Multilingual Dataset Integration Strategies for Robust Audio Deepfake Detection: A SAFE Challenge System

The SAFE Challenge evaluates synthetic speech detection across three tasks: unmodified audio, processed audio with compression artifacts, and laundered audio designed to evade detection. We systematically explore self-supervised learning (SSL) front-ends, training data compositions, and audio length configurations for robust deepfake detection.
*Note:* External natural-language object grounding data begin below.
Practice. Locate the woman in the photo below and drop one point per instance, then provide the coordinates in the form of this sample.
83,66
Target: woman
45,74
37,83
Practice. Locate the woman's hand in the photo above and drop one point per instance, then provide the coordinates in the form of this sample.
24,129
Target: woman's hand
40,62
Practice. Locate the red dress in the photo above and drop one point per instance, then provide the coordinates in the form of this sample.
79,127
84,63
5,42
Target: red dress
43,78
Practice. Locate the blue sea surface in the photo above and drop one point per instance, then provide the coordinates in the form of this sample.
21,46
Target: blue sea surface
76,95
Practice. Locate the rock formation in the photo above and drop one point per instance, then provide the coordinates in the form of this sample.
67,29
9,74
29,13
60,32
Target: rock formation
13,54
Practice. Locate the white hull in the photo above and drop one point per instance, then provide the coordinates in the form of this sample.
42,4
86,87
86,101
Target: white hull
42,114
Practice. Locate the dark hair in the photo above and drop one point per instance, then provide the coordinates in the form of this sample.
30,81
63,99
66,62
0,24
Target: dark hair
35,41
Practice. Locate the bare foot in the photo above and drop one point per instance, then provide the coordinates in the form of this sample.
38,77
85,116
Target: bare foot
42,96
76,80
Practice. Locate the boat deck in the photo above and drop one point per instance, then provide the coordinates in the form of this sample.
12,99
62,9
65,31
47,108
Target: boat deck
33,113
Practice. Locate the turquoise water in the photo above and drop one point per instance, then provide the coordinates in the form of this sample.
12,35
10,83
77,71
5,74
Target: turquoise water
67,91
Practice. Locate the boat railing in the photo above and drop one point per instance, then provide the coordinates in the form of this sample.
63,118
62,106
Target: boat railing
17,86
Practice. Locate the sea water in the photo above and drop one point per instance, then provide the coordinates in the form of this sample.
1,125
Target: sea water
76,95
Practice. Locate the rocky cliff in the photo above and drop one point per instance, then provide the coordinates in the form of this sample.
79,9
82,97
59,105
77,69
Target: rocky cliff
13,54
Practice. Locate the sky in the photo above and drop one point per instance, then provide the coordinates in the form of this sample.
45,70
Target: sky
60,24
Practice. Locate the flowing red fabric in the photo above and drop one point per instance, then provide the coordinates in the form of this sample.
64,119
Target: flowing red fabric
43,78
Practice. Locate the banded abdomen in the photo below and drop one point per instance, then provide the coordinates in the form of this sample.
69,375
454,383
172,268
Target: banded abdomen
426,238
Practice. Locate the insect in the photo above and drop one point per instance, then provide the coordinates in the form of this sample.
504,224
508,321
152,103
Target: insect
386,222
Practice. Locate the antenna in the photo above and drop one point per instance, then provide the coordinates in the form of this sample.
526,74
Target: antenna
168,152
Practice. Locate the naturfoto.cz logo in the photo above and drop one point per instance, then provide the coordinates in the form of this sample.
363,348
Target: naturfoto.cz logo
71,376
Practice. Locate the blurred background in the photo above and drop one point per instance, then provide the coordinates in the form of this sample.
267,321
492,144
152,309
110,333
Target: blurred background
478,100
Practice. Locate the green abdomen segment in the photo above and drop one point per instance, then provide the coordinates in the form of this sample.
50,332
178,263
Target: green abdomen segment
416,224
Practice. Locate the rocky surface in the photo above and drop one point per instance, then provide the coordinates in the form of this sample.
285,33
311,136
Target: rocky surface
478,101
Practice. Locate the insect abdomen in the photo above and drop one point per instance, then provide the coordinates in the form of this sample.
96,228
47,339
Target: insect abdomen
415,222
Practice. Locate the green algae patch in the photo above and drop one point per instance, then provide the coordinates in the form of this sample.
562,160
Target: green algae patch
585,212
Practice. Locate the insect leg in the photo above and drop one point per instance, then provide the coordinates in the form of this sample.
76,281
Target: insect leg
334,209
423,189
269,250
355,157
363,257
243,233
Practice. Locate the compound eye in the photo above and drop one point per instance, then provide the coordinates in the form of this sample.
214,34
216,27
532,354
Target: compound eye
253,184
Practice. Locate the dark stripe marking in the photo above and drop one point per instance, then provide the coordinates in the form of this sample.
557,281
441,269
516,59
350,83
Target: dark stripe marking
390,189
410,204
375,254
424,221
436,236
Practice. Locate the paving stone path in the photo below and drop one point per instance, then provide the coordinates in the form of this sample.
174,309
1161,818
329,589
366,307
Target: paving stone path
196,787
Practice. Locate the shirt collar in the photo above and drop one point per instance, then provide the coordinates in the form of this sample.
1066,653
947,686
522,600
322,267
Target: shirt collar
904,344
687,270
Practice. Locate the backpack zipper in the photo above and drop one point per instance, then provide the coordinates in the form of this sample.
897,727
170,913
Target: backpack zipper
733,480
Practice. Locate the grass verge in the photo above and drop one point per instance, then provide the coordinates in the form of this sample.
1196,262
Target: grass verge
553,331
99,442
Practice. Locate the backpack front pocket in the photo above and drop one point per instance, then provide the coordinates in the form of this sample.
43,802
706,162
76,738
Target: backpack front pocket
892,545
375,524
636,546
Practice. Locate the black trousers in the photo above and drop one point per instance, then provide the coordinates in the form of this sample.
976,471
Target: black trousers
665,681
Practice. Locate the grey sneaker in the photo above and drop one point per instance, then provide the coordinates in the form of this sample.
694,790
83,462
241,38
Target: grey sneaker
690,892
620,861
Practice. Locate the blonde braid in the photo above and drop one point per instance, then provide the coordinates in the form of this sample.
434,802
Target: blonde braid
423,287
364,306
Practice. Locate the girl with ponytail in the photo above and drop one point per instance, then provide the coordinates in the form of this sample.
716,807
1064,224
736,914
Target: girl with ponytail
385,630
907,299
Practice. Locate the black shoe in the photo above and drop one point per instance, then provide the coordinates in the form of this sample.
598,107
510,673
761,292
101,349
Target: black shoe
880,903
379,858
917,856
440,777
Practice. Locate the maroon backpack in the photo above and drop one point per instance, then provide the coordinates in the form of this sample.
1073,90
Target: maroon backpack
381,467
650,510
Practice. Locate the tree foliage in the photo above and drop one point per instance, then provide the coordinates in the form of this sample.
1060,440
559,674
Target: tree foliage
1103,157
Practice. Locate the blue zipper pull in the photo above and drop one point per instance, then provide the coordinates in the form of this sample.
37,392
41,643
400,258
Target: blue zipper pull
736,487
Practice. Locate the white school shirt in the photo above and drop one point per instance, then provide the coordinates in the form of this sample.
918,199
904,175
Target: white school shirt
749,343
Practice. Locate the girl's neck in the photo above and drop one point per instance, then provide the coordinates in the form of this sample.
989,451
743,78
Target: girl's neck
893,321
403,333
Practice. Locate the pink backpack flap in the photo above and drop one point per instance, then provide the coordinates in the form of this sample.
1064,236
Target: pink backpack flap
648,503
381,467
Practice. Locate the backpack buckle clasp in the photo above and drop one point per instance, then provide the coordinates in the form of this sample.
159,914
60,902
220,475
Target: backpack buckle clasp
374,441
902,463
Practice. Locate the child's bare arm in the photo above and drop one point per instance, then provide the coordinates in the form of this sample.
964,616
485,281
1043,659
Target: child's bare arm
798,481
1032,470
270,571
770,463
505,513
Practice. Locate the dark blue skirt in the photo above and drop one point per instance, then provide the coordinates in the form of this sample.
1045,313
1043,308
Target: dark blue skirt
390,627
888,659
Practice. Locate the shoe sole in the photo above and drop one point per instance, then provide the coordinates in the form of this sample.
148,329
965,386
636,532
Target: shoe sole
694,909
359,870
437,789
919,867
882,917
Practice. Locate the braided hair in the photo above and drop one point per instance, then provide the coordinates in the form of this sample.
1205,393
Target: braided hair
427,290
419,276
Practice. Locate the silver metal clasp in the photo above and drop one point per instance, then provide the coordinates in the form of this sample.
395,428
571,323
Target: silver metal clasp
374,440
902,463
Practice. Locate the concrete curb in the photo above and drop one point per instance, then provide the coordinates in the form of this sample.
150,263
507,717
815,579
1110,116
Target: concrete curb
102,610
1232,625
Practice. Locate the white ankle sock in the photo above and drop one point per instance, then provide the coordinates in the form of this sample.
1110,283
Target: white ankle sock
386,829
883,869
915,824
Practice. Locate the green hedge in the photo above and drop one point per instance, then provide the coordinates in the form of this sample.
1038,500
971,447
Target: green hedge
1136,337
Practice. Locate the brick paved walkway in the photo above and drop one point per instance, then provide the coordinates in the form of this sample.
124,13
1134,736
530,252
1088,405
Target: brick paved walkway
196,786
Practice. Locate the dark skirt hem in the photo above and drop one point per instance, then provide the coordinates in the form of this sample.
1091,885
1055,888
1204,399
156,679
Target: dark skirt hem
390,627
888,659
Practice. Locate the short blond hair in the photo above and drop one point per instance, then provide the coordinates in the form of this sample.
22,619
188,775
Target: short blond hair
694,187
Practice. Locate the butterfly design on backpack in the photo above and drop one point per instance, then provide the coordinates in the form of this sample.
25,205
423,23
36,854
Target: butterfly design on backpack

Our AASIST-based approach incorporates WavLM large frontend with RawBoost augmentation, trained on a multilingual dataset of 256,600 samples spanning 9 languages and over 70 TTS systems from CodecFake, MLAAD v5, SpoofCeleb, Famous Figures, and MAILABS. Through extensive experimentation with different SSL front-ends, three training data versions, and two audio lengths, we achieved second place in both Task 1 (unmodified audio detection) and Task 3 (laundered audio detection), demonstrating strong generalization and robustness.

Key Contributions

Systematic empirical evaluation of multilingual dataset integration strategies (CodecFake, MLAAD v5, SpoofCeleb, Famous Figures, MAILABS) for training robust audio deepfake detectors
Comparison of SSL front-ends (WavLM Large and others), audio length configurations, and training data compositions across three SAFE Challenge tasks
Source-level vulnerability analysis revealing failure patterns for specific TTS systems and laundering techniques

🛡️ Threat Analysis

Output Integrity Attack

Directly addresses detection of AI-generated synthetic audio (audio deepfakes), including laundered audio designed to evade detection — core output integrity and content authenticity problem under ML09.